5. Ceza Dairesi Esas No: 2012/14385 Karar No: 2014/1832 Karar Tarihi: 20.02.2014
Zimmet - Yargıtay 5. Ceza Dairesi 2012/14385 Esas 2014/1832 Karar Sayılı İlamı
Özet:
Sanık, bir kamu kurumunda tahakkuk memuru olarak çalışırken, gerçek dışı gece zamları tahakkuk ettirerek, işçilere ödeme yaptı ve fazla tahakkuk eden paraları kendisine ve emekli personelin banka hesaplarına yatırdı. Mutemet sanık da kesilen fazla tahakkuk eden bir tutarı çekerek suça iştirak etti. Mahkeme, suça konu paraların görevi dolayısıyla teslim edilmediği, muhafaza ve gözetim sorumluluğunun olmadığı, yasal tevdii unsurunun gerçekleşmediği için zimmet suçunun oluşmadığına karar verdi. Ancak zincirleme dolandırıcılık suçu oluştuğu için sanıklar mahkum edildi. Sahtecilik suçu 15 yıllık, dolandırıcılık suçu 7 yıl 6 aylık asli ve ilave dava zamanaşımına tabi oldu. Karar, yeniden yargılamayı gerektirmediğinden sanıkların açılan kamu davalarının zamanaşımı nedeniyle düşürülmesine karar verildi.
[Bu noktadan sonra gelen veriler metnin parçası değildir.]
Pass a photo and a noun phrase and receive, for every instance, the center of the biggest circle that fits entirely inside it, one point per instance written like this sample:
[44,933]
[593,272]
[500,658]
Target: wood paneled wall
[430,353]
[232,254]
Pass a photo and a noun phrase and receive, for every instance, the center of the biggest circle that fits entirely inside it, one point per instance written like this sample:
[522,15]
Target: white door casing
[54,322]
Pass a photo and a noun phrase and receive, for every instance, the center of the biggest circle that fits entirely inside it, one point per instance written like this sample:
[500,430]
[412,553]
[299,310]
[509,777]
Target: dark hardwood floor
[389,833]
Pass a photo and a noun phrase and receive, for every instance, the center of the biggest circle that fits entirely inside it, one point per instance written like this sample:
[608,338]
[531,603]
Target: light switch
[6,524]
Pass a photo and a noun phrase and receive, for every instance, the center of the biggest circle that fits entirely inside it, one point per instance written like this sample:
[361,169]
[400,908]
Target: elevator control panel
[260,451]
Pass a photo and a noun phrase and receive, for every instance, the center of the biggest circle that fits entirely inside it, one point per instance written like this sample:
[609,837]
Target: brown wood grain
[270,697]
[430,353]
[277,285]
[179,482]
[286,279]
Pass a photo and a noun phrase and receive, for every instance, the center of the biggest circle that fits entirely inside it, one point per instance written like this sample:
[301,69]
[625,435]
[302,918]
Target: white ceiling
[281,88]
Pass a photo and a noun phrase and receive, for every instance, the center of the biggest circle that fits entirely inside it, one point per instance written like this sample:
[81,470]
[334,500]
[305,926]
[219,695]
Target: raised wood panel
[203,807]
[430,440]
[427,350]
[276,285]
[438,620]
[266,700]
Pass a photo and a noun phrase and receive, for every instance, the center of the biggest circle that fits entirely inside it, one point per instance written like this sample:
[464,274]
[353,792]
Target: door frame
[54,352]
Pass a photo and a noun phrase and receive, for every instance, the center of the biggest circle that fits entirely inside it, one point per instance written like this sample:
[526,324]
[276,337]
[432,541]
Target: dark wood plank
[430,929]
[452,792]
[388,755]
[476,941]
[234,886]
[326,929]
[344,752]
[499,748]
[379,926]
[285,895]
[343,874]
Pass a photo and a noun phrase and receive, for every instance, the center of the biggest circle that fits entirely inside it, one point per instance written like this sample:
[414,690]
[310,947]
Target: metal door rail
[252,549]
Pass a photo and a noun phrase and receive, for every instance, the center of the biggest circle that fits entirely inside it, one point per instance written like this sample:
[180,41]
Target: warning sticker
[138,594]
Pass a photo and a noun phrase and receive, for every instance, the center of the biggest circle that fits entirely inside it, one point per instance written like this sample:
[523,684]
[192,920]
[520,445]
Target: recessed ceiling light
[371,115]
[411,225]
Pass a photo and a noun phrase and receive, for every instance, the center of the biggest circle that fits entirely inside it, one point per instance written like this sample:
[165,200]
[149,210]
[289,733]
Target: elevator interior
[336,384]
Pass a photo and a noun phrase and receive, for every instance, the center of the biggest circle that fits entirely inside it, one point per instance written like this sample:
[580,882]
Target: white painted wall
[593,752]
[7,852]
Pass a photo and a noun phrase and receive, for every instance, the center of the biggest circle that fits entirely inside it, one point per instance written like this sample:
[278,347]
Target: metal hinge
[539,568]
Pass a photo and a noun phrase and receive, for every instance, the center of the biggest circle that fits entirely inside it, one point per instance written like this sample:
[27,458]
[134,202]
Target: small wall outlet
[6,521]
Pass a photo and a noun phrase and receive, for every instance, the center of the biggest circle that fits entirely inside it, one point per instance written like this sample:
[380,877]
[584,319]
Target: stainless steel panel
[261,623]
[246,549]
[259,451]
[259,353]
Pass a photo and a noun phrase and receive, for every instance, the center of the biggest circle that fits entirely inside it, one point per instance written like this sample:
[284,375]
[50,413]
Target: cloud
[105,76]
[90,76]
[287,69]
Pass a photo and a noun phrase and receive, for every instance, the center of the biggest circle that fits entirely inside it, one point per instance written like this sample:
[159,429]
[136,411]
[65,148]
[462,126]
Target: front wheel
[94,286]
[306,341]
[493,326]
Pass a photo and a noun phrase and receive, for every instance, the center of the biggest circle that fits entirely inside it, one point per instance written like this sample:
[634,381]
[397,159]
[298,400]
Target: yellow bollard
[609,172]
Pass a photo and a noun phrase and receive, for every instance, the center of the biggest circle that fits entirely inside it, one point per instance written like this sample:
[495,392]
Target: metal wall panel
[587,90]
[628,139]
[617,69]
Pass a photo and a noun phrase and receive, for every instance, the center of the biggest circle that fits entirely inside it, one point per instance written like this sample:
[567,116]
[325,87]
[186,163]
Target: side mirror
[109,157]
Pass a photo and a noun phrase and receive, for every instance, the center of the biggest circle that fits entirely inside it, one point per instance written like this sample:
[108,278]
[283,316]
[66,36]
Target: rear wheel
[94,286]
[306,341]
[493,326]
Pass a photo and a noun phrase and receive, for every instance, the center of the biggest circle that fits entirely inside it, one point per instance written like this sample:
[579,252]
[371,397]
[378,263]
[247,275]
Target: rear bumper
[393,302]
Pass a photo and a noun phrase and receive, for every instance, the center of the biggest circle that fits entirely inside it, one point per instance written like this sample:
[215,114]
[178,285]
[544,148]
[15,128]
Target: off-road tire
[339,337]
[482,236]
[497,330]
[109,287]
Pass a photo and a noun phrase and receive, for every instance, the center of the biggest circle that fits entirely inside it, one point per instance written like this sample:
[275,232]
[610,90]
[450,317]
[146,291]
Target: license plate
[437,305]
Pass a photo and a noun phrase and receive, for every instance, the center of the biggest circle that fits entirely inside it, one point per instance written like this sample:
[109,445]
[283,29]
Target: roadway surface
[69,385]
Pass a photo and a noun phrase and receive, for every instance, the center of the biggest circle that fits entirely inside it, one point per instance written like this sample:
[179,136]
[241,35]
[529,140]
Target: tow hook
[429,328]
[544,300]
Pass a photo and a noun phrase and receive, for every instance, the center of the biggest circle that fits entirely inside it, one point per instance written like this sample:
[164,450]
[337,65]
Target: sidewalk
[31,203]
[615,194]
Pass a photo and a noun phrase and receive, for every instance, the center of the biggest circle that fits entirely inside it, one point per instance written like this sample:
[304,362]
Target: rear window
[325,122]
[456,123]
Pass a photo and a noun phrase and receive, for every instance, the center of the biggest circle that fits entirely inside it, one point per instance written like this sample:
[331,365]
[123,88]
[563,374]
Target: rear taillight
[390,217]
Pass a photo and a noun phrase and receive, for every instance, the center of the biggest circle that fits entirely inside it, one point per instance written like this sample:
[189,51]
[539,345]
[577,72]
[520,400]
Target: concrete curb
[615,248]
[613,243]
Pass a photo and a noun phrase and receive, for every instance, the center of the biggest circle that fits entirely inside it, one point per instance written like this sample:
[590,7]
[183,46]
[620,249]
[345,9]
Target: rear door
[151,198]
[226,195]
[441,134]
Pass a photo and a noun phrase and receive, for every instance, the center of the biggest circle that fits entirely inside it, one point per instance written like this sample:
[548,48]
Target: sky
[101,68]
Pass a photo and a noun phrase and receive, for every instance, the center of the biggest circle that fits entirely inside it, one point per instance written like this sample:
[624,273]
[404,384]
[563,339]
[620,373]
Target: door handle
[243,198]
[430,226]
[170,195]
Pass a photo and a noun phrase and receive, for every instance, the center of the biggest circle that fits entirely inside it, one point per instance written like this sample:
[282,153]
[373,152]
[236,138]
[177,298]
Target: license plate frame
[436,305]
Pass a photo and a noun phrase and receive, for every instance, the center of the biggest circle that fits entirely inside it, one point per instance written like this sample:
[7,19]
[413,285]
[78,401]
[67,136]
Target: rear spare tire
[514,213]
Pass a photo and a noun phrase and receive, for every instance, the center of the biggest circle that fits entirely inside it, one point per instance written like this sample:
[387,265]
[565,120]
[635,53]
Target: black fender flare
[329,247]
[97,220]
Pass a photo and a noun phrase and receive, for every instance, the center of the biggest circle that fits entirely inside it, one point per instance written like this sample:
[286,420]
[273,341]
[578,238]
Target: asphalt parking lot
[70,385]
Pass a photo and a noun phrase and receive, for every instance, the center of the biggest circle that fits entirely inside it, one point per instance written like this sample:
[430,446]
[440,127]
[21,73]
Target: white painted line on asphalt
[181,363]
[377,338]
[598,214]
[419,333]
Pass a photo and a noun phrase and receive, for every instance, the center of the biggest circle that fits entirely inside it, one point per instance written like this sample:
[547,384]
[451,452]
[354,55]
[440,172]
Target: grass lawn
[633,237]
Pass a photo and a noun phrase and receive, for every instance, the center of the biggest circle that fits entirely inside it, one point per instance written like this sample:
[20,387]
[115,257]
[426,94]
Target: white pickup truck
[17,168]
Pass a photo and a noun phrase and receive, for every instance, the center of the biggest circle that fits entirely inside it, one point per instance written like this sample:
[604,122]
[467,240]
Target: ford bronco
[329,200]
Kanun maddeleri ise TCK'nin 247, 339/1, 504/7, 102/3, 104/2, 5320 sayılı Yasanın 8/1. ve CMK'nın 223/8. maddeleridir.
5. Ceza Dairesi 2012/14385 E. , 2014/1832 K.
"İçtihat Metni"
MAHKEMESİ :Ağır Ceza Mahkemesi SUÇ : Zimmet HÜKÜM : Mahkumiyet
Mahalli mahkemece verilen hükümler temyiz edilmekle dosya incelenerek, gereği düşünüldü: ... Belediyesi İSU Genel müdürlüğünde tahakkuk memuru olarak görev yapan sanık ..."nın değişik birimlerde görev yapan bir kısım işçilerin Mayıs-Haziran-Temmuz 1996 aylarına ilişkin bordrolarında haketmedikleri halde gerçeğe aykırı bir şekilde gece zamları tahakkuk ettirdiği, daha sonra işçi ücretlerinin yatırıldığı banka şubesine gönderilen maaş disketleri üzerinde işlem yaparak, fazladan tahakkuk ettirdiği gece zamlarını kesip bu paraların kendisine ve banka kartlarını ele geçirdiği emekli personele ait banka hesaplarına yatırılmasını sağlamak suretiyle toplam 827,24 TL"yi mal edindiği, mutemet olan sanık ..."nın ise... tarafından Temmuz 1996 döneminde yukarıda belirtildiği şekilde kesilen 512,85 TL"nin 260,51 TL"sini 03/09/1996 tarihinde bankadan çektiğinin anlaşılması karşısında; TCK"nın 247. maddesinde düzenlenen zimmet suçunun oluşması için "kamu görevlisinin görevi nedeniyle zilyetliği kendisine devredilmiş olan veya koruma ve gözetimiyle yükümlü olduğu malı kendisinin veya başkasının zimmetine geçirmesi" gerektiği, olayımızda ise suça konu paraların görevi dolayısıyla..."a teslim edilmediği, muhafaza ve gözetim sorumluluğunun olmadığı, fiillerinde yasal tevdii unsurunun gerçekleşmediği, bu nedenlerle eylemlerinin suç tarihinde yürürlükte olan 765 sayılı TCK"nın 339/1 ve 504/7. maddelerine uyan zincirleme resmi belgede sahtecilik ve zincirleme kamu kurumu zararına dolandırıcılık,..."nın eyleminin ise kamu kurumu zararına dolandırıcılık suçuna iştirak fiillerini oluşturacağı, sahtecilik suçunun aynı Kanunun 102/3 ve 104/2. maddelerinde belirlenen 15 yıllık, dolandırıcılık suçunun ise 102/4 ve 104/2. maddelerinde belirlenen 7 yıl 6 aylık asli ve ilave dava zamanaşımına tabi olduğu, son suç tarihi olan Temmuz 1996 ile inceleme günü arasında bu sürelerin gerçekleştiği anlaşıldığından, 5237 sayılı TCK"nın 7/2 ile 5320 sayılı Yasanın 8/1. maddesi de gözetilmek suretiyle hükümlerin CMUK"nın 321. maddesi uyarınca BOZULMASINA, ancak bu husus yeniden yargılamayı gerektirmediğinden sanıklar hakkında açılan kamu davalarının aynı Kanunun 322/1 ve 5271 sayılı CMK"nın 223/8. maddeleri uyarınca zamanaşımı nedeniyle ayrı ayrı DÜŞMESİNE, 20/02/2014 tarihinde oybirliğiyle karar verildi.